Report on JLA lifeboat incident had inaccuracies, says former chairman

The JLA's all-weather vessel, Sir Max Aitken II. Picture: James Jeune (38019371)

THE former chairman of the Jersey Lifeboat Association has accused authors of a report into a crash involving its all-weather vessel of attempting a “character assassination”.

And he said it had done damage to the charity’s reputation and income.

Ben Shenton, who stepped down from the role last year, was speaking at a States of Jersey Complaints Panel meeting held in the States building this week.

The hearing followed an accident in November 2021, when the Sir Max Aitken III struck rocks while on the way to help a stricken yacht.

No one was injured in the collision but the vessel was badly damaged.

Following the incident, the Coastguard – acting under Ports of Jersey as the “maritime regulator” – suspended the JLA, which was formed by a number of ex-members of the St Helier RNLI station following a dispute in 2017.

Mr Shenton, a former Senator, said the suspension was “not proportionate”.

And he told the panel that the Coastguard had no authority to suspend the organisation without the approval of a government minister, which they had not obtained.

Jersey Lifeboat Association launch press conference. Ben Shenton.
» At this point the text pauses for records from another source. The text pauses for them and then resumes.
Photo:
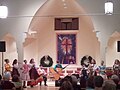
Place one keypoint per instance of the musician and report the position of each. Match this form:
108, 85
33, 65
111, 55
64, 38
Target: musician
15, 68
25, 73
44, 75
58, 65
93, 68
116, 67
7, 66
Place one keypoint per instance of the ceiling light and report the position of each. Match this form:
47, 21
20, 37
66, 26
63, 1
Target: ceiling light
109, 8
3, 11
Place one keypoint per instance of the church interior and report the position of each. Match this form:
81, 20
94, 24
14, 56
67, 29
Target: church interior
64, 30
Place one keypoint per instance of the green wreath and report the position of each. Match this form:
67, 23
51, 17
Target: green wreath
46, 61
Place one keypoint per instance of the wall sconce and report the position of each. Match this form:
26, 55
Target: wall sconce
3, 11
108, 8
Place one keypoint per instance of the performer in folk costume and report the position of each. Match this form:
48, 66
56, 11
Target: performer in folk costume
116, 67
7, 66
93, 68
58, 65
43, 75
15, 68
25, 73
85, 62
102, 70
33, 73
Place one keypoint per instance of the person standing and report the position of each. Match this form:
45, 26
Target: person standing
7, 66
42, 73
25, 73
33, 73
116, 67
15, 68
102, 70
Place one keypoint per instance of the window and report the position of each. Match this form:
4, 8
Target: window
66, 23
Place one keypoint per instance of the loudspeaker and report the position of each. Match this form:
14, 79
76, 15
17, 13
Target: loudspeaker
118, 46
2, 46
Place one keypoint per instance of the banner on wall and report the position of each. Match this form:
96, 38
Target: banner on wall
66, 48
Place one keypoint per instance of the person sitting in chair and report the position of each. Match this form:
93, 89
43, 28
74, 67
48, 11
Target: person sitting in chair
58, 65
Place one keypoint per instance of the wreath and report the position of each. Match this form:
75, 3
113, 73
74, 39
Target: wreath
46, 61
86, 60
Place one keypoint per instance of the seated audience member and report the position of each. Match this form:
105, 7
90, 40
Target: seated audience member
16, 81
43, 74
0, 82
98, 82
116, 80
90, 83
109, 84
66, 85
6, 84
75, 82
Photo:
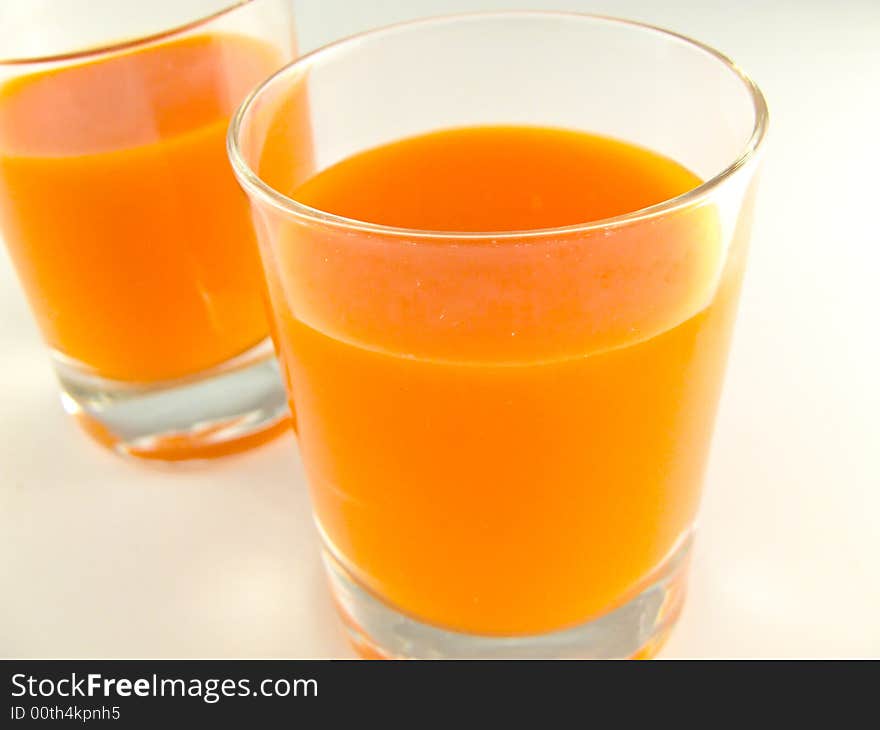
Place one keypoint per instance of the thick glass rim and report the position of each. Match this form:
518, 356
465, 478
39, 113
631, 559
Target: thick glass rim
255, 185
131, 43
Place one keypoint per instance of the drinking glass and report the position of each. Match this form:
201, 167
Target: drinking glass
505, 433
129, 234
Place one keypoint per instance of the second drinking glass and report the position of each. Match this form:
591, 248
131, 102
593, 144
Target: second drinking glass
129, 233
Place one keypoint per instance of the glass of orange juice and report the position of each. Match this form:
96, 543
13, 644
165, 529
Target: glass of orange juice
129, 233
503, 287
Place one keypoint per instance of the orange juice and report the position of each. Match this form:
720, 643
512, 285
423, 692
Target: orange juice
504, 435
128, 230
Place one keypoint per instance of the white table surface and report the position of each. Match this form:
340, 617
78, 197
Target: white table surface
103, 557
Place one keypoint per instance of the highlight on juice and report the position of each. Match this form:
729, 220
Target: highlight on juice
503, 275
131, 238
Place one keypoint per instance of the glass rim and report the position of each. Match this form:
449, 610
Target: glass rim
254, 184
131, 43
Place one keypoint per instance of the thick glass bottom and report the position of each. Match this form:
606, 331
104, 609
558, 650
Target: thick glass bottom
635, 630
234, 406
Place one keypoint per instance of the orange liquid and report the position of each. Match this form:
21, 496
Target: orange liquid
132, 239
505, 437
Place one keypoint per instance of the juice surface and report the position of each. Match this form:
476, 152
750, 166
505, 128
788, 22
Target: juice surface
506, 436
128, 230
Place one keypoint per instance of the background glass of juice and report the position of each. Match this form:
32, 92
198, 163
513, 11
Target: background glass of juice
129, 233
504, 421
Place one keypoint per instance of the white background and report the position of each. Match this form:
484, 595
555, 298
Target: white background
103, 557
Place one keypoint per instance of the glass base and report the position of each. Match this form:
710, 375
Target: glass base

Picture: JON GUEGAN. (38019368)

He also claimed that the report published afterwards contained omissions and inaccuracies, saying: “A sham report was put out in order to character-assassinate a charitable organisation dedicated to saving lives at sea.

“The report was about the Coastguard, was commissioned by the Coastguard and was published by the Coastguard. We’ve got a situation here where they were marking their own homework.”

As an example, Mr Shenton pointed out that there had been no suggestion that alcohol had played a part in the accident and no crew members had been asked to give a breath sample.

But he said: “Ports of Jersey were broadcasting that our coxswain refused to be breathalysed. They didn’t even possess a breathalyser.”

He also said the report had done damage to the charity’s reputation. “People were withholding donations while we were suspended.”

He added: “It’s been over two years since the complaint was made. It’s taken an awful lot of pushing to get here.”

Law officers are now drafting new rules about the Coastguard’s ability to investigate and publish reports, and the power to breathalyse those in control of vessels involved in serious accidents, the hearing was told.

Mr Shenton said: “I am pleased that action is being taken to close some serious deficiencies in legislation.”

Darren Scott, chief of staff at Ports of Jersey, also addressed the panel, and said relations between the authority and the charity were now cordial.

He said: “The operational relationship is better by a country mile than it’s ever been. The willingness to work in partnership is manifestly different.”

The panel will publish a report into the complaint in the near future.